Hawke Media perspective:
The future of CPG marketing is immersive IP. Fanta’s playbook shows how brands can borrow tactics from streaming and gaming to create universes instead of campaigns. At Hawke, we have seen this pay off for DTC brands that blend physical activations, influencer narratives, and social-first storytelling. The key is coherence. Every channel becomes a character in the story. To scale, build an ecosystem, not an ad.

Source: https://www.businessinsider.com/coca-cola-fanta-soda-halloween-universal-blumhouse-2025-10


Magazines are shrinking, but going luxe

Condé Nast is trimming issue counts for titles like Vogue and Vanity Fair while doubling down on tactile experiences, archival paper stocks, and collectible aesthetics. It is the luxury pivot: scarcity breeds desire. Print is not dying; it is rebranding as art.

With ad revenue moving online, high-end magazines are repositioning as brand experiences for affluent audiences. In fashion and hospitality, a glossy placement is not about impressions anymore; it is about association. The medium has become a signal of seriousness, craft, and permanence.

Hawke Media perspective:
There is a lesson here for digital brands. Not everything should scale infinitely. Sometimes, limiting access raises perceived value. For ecommerce founders, that might mean releasing seasonal drops instead of evergreen SKUs or producing limited-run content designed to feel “ownable.” In a market flooded with endless content, scarcity is the new luxury. Quality and pacing can be growth levers.

Source: https://www.voguebusiness.com/story/fashion/the-future-of-fashion-magazines-fewer-more-premium-issues


Victoria’s Secret makes its comeback

Once written off as an outdated relic, Victoria’s Secret is pulling off one of retail’s most interesting comebacks. The brand has rebuilt its image through inclusivity, cultural partnership, and multi-platform storytelling. Angel Reese headlined its latest runway show, The Victoria’s Secret World Tour streamed on Prime Video, and TikTok creators are driving conversation around empowerment instead of fantasy.

Sales have begun to stabilize, and sentiment is turning positive for the first time in years. It proves that brand rehabilitation works when it is authentic, consistent, and visible.

Hawke Media perspective:
Reinvention requires both courage and data. Brands cannot pivot by guessing what audiences want; they have to listen, test, and iterate across every touchpoint. At Hawke, we advise legacy brands to build “listening systems” before storytelling systems: social sentiment analysis, CRM segmentation, lifecycle triggers. Rebranding decisions should be rooted in real audience signals. Victoria’s Secret’s transformation was not just rebranding; it was repositioning around truth, not nostalgia.
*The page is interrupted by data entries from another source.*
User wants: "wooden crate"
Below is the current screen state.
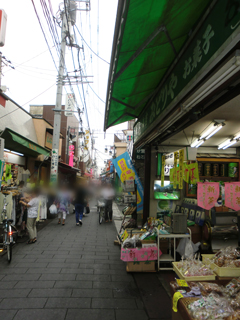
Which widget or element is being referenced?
[126,261,156,272]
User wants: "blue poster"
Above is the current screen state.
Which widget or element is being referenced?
[112,152,143,212]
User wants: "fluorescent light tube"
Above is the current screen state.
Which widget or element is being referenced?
[200,123,216,140]
[196,140,205,148]
[218,139,231,150]
[190,139,200,148]
[223,140,237,150]
[205,124,223,140]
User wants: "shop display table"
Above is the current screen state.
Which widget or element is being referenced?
[157,228,192,270]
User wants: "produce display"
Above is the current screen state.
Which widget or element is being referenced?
[178,259,214,277]
[188,279,240,320]
[213,247,240,268]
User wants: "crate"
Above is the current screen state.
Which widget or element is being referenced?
[202,254,240,278]
[172,262,216,281]
[126,261,156,272]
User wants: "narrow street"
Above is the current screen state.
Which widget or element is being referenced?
[0,209,171,320]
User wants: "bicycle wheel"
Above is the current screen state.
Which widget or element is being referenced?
[7,243,12,263]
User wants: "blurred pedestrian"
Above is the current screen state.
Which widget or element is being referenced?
[54,184,70,226]
[20,189,39,244]
[74,183,88,226]
[102,182,115,222]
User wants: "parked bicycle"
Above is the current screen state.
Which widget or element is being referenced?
[0,198,14,263]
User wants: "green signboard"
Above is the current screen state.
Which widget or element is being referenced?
[134,0,240,142]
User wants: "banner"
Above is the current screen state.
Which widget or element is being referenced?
[112,152,143,212]
[179,149,184,189]
[173,151,178,189]
[197,182,219,210]
[188,162,199,184]
[161,156,165,187]
[225,182,240,211]
[183,163,189,183]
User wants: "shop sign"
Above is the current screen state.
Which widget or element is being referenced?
[64,93,75,117]
[51,149,58,182]
[197,182,219,210]
[225,182,240,211]
[134,0,240,142]
[45,132,53,149]
[112,152,143,212]
[136,149,145,160]
[3,152,26,166]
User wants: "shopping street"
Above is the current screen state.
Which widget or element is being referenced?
[0,209,171,320]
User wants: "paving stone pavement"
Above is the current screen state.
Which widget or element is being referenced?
[0,208,171,320]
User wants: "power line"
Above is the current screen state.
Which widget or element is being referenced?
[75,25,110,64]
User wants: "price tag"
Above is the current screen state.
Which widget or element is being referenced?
[173,292,183,312]
[176,279,188,287]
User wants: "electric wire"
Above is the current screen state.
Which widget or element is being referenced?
[75,25,110,65]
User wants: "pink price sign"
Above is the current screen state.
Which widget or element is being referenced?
[225,182,240,211]
[197,182,219,210]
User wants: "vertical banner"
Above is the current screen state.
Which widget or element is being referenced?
[179,149,184,189]
[197,182,219,210]
[225,182,240,211]
[161,156,165,187]
[112,152,143,212]
[173,151,178,189]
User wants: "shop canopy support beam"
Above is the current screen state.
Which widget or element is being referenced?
[114,26,164,81]
[108,112,137,128]
[111,97,136,110]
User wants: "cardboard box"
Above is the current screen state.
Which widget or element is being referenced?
[126,261,156,272]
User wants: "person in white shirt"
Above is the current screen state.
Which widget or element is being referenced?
[102,183,115,222]
[21,189,39,244]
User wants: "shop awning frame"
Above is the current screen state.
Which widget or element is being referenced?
[0,128,50,158]
[104,0,216,130]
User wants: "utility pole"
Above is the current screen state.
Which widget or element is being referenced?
[50,11,68,184]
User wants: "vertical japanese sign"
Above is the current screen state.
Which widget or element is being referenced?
[51,149,58,183]
[64,93,75,117]
[197,182,219,210]
[161,156,165,187]
[112,152,143,212]
[173,151,178,189]
[225,182,240,211]
[179,149,184,189]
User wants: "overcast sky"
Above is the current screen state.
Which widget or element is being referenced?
[0,0,126,169]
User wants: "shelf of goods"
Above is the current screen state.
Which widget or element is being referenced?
[157,228,192,270]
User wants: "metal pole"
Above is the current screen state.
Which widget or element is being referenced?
[66,126,70,164]
[50,11,67,183]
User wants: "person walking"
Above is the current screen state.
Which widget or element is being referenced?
[74,183,88,226]
[103,182,115,222]
[20,189,39,244]
[54,184,70,226]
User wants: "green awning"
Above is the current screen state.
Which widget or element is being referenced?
[1,128,50,158]
[104,0,211,130]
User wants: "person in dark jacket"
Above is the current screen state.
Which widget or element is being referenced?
[74,184,88,226]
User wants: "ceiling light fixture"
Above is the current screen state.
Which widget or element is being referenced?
[195,139,205,148]
[223,139,237,150]
[218,139,231,150]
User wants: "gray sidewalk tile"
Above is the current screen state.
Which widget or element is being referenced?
[116,310,148,320]
[29,288,72,298]
[65,309,115,320]
[15,281,55,289]
[72,289,113,298]
[0,310,17,320]
[0,298,47,310]
[92,298,137,309]
[45,298,91,312]
[54,281,92,289]
[13,309,67,320]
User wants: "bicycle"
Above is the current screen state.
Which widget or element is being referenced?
[0,198,14,263]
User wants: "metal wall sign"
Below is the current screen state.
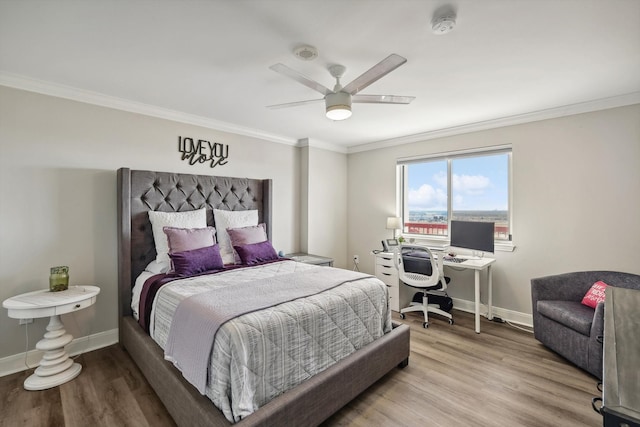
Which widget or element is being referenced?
[178,136,229,168]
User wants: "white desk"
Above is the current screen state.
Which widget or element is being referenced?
[2,286,100,390]
[444,256,496,334]
[375,252,496,334]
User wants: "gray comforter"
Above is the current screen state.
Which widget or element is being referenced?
[151,261,391,422]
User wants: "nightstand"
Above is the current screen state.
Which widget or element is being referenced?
[285,252,333,267]
[2,286,100,390]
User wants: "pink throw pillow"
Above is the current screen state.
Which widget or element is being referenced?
[582,280,607,308]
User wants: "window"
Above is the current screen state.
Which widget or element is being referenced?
[398,147,511,246]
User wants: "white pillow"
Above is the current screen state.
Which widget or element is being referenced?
[149,208,207,263]
[144,259,171,274]
[213,209,258,264]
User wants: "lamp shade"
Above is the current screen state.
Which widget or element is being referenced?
[387,216,402,230]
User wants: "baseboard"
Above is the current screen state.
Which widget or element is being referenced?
[453,298,533,328]
[0,328,118,377]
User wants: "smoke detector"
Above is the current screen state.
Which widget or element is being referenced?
[431,12,456,35]
[293,45,318,61]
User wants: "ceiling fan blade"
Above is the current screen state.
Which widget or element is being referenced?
[351,95,416,104]
[269,63,333,95]
[342,53,407,95]
[267,98,324,110]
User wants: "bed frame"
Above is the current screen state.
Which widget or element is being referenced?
[118,168,409,427]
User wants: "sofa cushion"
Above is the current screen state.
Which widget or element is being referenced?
[537,300,595,336]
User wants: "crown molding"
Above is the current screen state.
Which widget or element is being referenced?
[0,71,640,154]
[0,72,298,146]
[348,92,640,154]
[297,138,348,154]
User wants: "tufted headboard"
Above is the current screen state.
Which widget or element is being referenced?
[118,168,272,317]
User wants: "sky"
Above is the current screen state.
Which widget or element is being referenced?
[408,154,509,211]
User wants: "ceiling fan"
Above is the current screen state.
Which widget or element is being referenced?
[267,53,415,120]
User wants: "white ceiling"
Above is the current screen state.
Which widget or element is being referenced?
[0,0,640,151]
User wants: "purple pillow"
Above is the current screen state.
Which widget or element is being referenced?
[233,240,278,265]
[162,227,216,253]
[169,245,223,276]
[227,224,267,264]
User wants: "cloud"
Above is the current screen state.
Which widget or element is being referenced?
[451,174,491,196]
[409,184,447,210]
[409,172,491,210]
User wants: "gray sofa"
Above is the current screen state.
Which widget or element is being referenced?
[531,271,640,379]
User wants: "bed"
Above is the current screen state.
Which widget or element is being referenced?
[117,168,409,427]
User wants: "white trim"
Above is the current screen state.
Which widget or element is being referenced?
[296,138,347,154]
[0,72,298,146]
[0,71,640,153]
[348,92,640,154]
[396,144,513,165]
[0,328,118,377]
[453,298,533,328]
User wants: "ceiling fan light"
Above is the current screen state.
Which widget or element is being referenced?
[327,105,351,120]
[325,92,351,120]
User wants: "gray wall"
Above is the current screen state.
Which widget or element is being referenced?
[0,86,304,362]
[347,105,640,320]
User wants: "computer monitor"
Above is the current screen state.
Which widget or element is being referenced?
[450,220,495,252]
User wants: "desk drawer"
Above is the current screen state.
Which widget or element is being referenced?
[376,255,396,269]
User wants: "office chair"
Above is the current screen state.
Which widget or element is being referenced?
[393,245,453,328]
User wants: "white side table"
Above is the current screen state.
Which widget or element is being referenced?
[2,286,100,390]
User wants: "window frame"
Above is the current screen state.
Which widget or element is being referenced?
[396,144,515,252]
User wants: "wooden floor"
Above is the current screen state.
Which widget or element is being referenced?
[0,311,602,427]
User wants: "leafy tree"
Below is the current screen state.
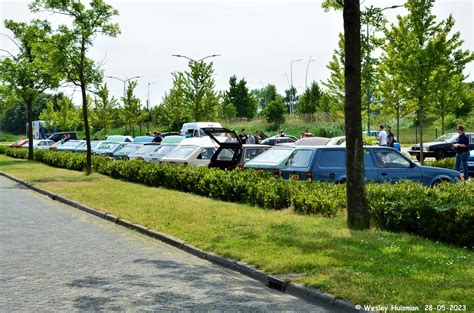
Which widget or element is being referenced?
[384,0,472,162]
[122,81,141,136]
[39,101,58,129]
[55,97,80,131]
[153,72,193,130]
[265,98,286,126]
[297,82,323,116]
[154,60,222,129]
[94,84,117,136]
[224,75,258,119]
[0,20,59,160]
[252,84,281,111]
[31,0,120,175]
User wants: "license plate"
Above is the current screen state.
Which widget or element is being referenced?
[290,174,300,180]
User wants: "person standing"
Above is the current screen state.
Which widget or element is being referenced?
[453,125,469,180]
[387,126,395,148]
[377,125,387,147]
[247,132,255,145]
[239,128,249,144]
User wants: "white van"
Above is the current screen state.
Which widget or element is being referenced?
[160,137,218,166]
[181,122,222,138]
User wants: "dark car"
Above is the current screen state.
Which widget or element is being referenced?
[202,128,270,170]
[260,136,297,146]
[408,133,474,161]
[282,146,460,186]
[47,132,77,142]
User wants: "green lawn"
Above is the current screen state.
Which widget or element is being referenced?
[0,155,474,312]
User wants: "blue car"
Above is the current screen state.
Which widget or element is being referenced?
[282,146,460,186]
[467,150,474,177]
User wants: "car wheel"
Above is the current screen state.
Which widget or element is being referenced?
[435,149,446,160]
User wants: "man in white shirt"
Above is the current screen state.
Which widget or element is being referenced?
[377,125,387,147]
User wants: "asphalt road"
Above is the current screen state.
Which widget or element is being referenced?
[0,177,329,312]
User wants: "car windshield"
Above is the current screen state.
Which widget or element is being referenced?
[166,147,198,159]
[133,145,160,155]
[435,133,457,142]
[285,150,313,167]
[251,149,293,164]
[96,142,119,150]
[150,145,176,157]
[117,144,141,155]
[61,141,80,148]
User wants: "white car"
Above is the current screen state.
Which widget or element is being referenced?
[161,137,218,166]
[21,139,55,150]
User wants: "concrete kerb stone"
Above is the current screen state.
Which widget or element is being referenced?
[0,172,366,312]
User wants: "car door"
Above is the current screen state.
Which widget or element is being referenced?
[372,149,422,183]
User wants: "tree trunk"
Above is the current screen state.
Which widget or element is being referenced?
[343,0,370,229]
[397,99,400,142]
[25,99,34,161]
[418,97,425,165]
[81,83,92,175]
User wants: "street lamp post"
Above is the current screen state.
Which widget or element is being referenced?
[146,82,156,132]
[304,57,316,89]
[290,59,303,114]
[365,4,405,136]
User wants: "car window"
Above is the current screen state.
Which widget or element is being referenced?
[319,150,346,167]
[197,148,216,160]
[166,147,198,159]
[245,148,264,162]
[252,149,293,164]
[285,150,313,167]
[364,149,374,168]
[375,150,411,168]
[217,149,235,161]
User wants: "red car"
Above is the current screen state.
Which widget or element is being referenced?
[10,139,28,148]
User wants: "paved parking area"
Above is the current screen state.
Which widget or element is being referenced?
[0,177,329,312]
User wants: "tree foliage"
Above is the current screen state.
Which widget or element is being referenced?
[30,0,120,174]
[0,20,60,160]
[223,75,258,119]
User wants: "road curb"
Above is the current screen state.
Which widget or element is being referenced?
[0,172,366,313]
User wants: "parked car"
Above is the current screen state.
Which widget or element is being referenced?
[49,140,86,152]
[326,136,346,146]
[114,143,143,160]
[260,136,297,146]
[104,135,133,142]
[93,141,129,157]
[408,133,474,161]
[47,132,77,142]
[20,139,55,150]
[128,142,160,160]
[467,150,474,179]
[282,146,460,186]
[132,136,155,144]
[74,140,102,152]
[295,137,330,146]
[161,136,218,166]
[181,122,222,138]
[244,146,295,177]
[10,139,28,148]
[202,128,271,170]
[144,135,184,162]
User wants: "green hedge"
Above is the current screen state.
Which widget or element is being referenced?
[2,149,474,248]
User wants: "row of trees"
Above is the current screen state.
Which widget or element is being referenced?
[323,0,474,149]
[0,0,120,174]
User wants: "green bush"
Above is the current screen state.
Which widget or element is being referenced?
[5,148,474,248]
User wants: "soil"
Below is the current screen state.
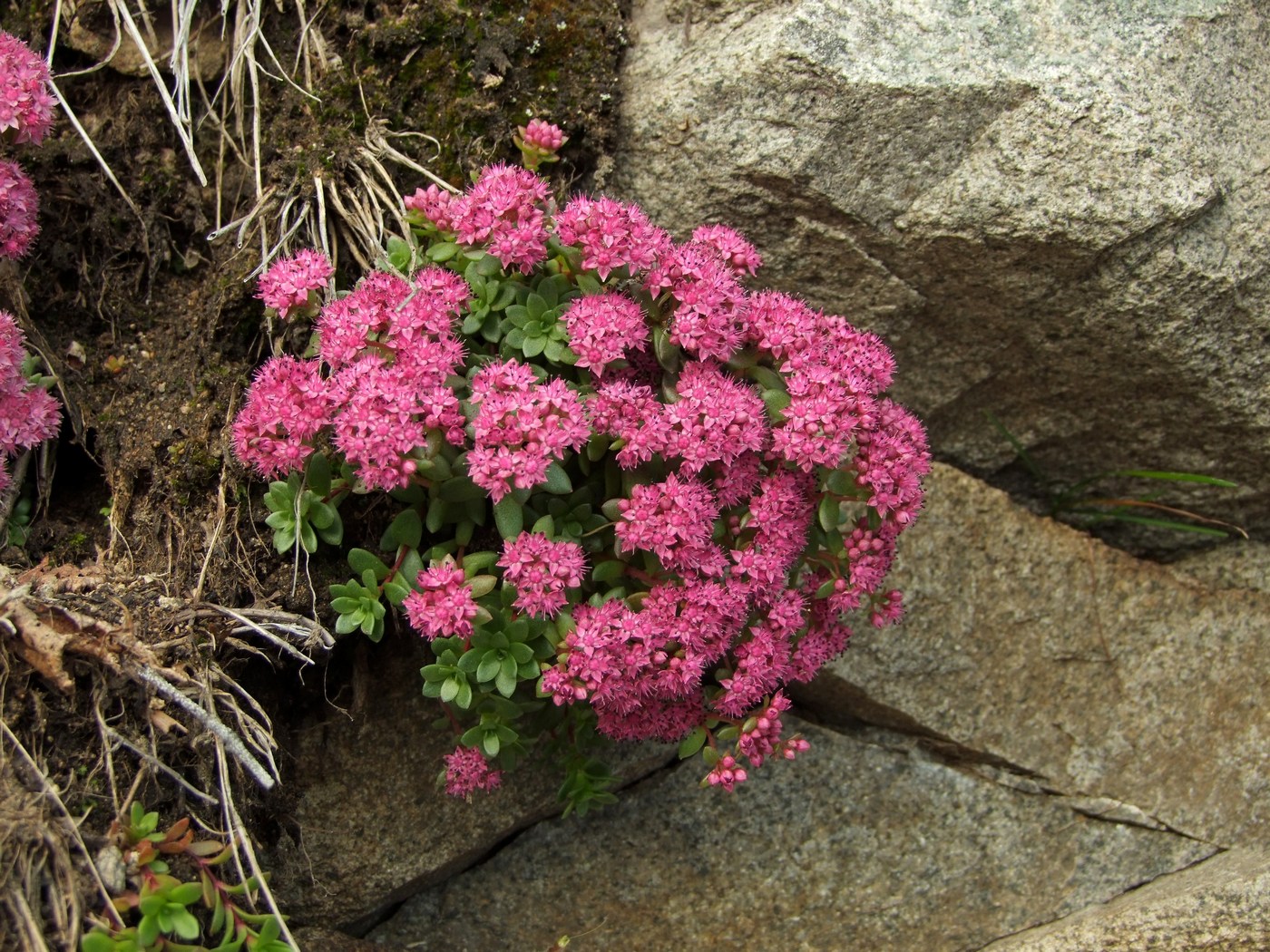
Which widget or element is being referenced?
[0,0,625,948]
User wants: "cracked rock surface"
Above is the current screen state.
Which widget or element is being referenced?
[799,466,1270,845]
[607,0,1270,547]
[372,721,1213,952]
[369,466,1270,952]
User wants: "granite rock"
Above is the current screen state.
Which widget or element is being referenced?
[264,638,673,936]
[984,850,1270,952]
[369,723,1212,952]
[797,466,1270,845]
[603,0,1270,546]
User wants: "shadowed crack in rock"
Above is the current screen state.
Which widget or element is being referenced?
[794,685,1220,850]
Source: https://www.campaignlive.com/article/victorias-secrets-comeback-fashion-show-portrays-tokenistic-brand-identity/1892927


Closing thought

Across every headline this week, the theme is reinvention. AI is rewriting the rules of efficiency. Human creativity is reclaiming emotion. Brands are moving from content to context, from campaign to connection.

The opportunity for marketers now is to integrate both instincts: to automate what scales, and humanize what sells.